Infatti il kybos è una figura che ha per ogni lato un quadrato, come lo sono a detta di Varrone le “tesserae”, ovvero i dadi con cui si gioca d’azzardo sul tavoliere, cosicché questi stessi vengono denominati kyboi. In campo numerico analogamente si usa il termine kyboς quando il medesimo numero di ogni faccia si risolve in modo uguale in se stesso, come avviene quando si moltiplica tre per tre e il risultato viene moltiplicato ancora per tre.
Pitagora afferma che il cubo del numero tre corrisponde come entità numerica al periodo della rivoluzione lunare, poiché la luna percorre la sua orbita in ventisette giorni e il numero “ternio”, che in greco è detto triàs, si risolve in egual misura nel cubo. Da noi in latino viene poi detta “linea” quella figura che in greco è detta grammèn.
Varrone dà della “linea” questa definizione: una lunghezza senza larghezza e senza altezza. Più stringatamente Euclide, senza nominare l’altezza, definisce la figura denominata grammè con l’espressione mèkos aplatès, ovvero lunghezza senza larghezza. Non è possibile tradurre quest’ultima espressione in latino con una sola parola, a meno che non si ardisca tradurla con “inlatabile” ovvero figura priva di larghezza.

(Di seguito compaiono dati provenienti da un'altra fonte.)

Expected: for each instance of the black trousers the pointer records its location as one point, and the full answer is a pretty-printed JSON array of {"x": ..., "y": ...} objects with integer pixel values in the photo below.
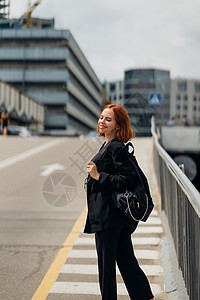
[{"x": 114, "y": 245}]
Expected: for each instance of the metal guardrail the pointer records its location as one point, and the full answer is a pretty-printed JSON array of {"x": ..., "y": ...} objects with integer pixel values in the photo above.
[{"x": 181, "y": 203}]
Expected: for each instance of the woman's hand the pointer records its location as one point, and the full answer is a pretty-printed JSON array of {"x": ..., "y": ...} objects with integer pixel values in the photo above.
[{"x": 92, "y": 170}]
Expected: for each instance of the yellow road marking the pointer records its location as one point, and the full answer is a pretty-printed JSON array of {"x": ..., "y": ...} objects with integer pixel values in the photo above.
[{"x": 53, "y": 272}]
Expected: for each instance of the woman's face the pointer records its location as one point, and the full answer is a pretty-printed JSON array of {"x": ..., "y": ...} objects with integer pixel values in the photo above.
[{"x": 107, "y": 123}]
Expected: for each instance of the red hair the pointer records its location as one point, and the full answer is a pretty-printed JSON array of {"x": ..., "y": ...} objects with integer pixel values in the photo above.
[{"x": 125, "y": 133}]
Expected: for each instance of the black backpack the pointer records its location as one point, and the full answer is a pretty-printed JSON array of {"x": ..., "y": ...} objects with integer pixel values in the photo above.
[{"x": 136, "y": 203}]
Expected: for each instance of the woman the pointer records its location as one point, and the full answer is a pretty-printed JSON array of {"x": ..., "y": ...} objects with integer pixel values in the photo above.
[
  {"x": 111, "y": 170},
  {"x": 4, "y": 122}
]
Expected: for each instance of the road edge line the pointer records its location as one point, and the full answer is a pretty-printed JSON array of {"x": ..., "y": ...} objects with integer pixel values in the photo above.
[{"x": 54, "y": 270}]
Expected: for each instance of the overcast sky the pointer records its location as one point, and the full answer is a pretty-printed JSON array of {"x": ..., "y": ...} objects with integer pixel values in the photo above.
[{"x": 117, "y": 35}]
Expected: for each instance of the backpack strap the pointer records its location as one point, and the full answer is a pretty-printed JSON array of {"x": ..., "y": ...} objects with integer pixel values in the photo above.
[{"x": 128, "y": 146}]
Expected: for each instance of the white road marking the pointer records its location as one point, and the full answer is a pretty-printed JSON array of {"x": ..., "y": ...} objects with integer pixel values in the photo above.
[
  {"x": 149, "y": 229},
  {"x": 91, "y": 288},
  {"x": 140, "y": 254},
  {"x": 152, "y": 221},
  {"x": 90, "y": 241},
  {"x": 51, "y": 168},
  {"x": 19, "y": 157},
  {"x": 150, "y": 270}
]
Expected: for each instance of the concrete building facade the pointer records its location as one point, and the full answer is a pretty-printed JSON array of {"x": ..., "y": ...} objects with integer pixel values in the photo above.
[
  {"x": 115, "y": 91},
  {"x": 48, "y": 66},
  {"x": 185, "y": 100}
]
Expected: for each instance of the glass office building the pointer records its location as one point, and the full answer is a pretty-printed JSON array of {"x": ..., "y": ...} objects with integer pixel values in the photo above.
[{"x": 154, "y": 86}]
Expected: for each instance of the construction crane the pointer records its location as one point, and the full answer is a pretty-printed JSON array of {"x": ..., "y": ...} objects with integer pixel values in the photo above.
[{"x": 26, "y": 19}]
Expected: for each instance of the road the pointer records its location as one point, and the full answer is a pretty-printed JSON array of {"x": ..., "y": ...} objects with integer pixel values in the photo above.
[
  {"x": 36, "y": 211},
  {"x": 43, "y": 254}
]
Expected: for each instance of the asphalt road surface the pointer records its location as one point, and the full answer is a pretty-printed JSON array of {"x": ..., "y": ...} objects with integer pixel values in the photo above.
[{"x": 41, "y": 197}]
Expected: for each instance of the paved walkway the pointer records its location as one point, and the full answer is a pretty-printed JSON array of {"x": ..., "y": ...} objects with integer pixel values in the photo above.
[{"x": 78, "y": 277}]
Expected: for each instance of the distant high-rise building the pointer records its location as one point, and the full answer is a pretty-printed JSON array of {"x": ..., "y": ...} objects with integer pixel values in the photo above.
[
  {"x": 154, "y": 86},
  {"x": 4, "y": 9},
  {"x": 185, "y": 100},
  {"x": 144, "y": 92}
]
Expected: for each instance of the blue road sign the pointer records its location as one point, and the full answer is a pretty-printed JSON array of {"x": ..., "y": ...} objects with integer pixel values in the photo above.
[{"x": 155, "y": 99}]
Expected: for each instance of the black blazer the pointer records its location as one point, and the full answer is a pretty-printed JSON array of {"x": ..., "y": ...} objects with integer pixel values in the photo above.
[{"x": 116, "y": 173}]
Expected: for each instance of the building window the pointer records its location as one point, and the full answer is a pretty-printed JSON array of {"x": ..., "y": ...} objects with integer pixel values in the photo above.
[
  {"x": 182, "y": 86},
  {"x": 112, "y": 87},
  {"x": 197, "y": 87}
]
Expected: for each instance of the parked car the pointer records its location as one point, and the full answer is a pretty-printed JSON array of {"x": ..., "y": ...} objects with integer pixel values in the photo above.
[{"x": 18, "y": 130}]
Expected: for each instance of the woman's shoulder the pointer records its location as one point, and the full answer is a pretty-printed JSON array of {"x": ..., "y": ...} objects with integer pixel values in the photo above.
[{"x": 115, "y": 144}]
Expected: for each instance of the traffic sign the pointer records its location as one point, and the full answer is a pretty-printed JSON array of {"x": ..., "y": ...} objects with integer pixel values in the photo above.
[{"x": 155, "y": 99}]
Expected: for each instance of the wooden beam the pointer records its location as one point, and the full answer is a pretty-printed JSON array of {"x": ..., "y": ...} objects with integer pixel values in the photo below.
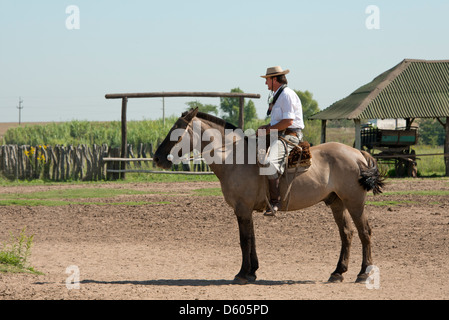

Traslitterazioni nel testo di thelatinlibrary dei termini greci corrispondenti nel brano di Gellio (qui riportati al nominativo singolare):
“skèmata” da σχήμα
“epìpedon” da ἐπίπεδον
“stereòn” da στερεός
“pyràmidas” da πυραμίς
“kybon” da κύβος
“triàs” da τριάς
“grammèn” da γραμμή
“mèkos aplatès” da μήκος ἀπλατές
Prospetto dei vocaboli greci con i termini latini corrispondenti secondo quanto risulta in Gellio:
skèmata ⇒ figurae
epìpedon ⇒ planum
stèreon ⇒ solidum
pyràmidas ⇒ metae triangulae
kybous ⇒ quadrantalia
triàs ⇒ ternio
grammèn ⇒ linea
mèkos aplatès ⇒ inlatabile
Cenni biografici
Aulo Gellio, vissuto nel secondo secolo dopo Cristo, dopo gli studi compiuti grammaticali e retorici compiuti a Roma, suo luogo di nascita, si recò ad Atene per completare la propria istruzione. Lì, nell’Attica, si dedicò fra l’altro ad elucubrazioni notturne sui più svariati argomenti: di qui il titolo Notti Attiche, opera in ben venti libri (la sopra citata edizione italiana in due volumi conta più di un migliaio di pagine), elaborata secondo un metodo che ricorda alla lontana il metodo dello Zibaldone leopardiano, eccetto che ciascun capitolo delle Notti Attiche è preceduto da un elenco degli argomenti in esso trattati, avendo voluto l’autore che ogni lettore possa venirne agevolmente a conoscenza scorrendoli.
In Gellio prevale lo spirito di un erudito che si compiace e si entusiasma per la particolarità dei saperi di volta in volta acquisiti con uno spirito da indefesso esploratore, curioso anche delle minuzie.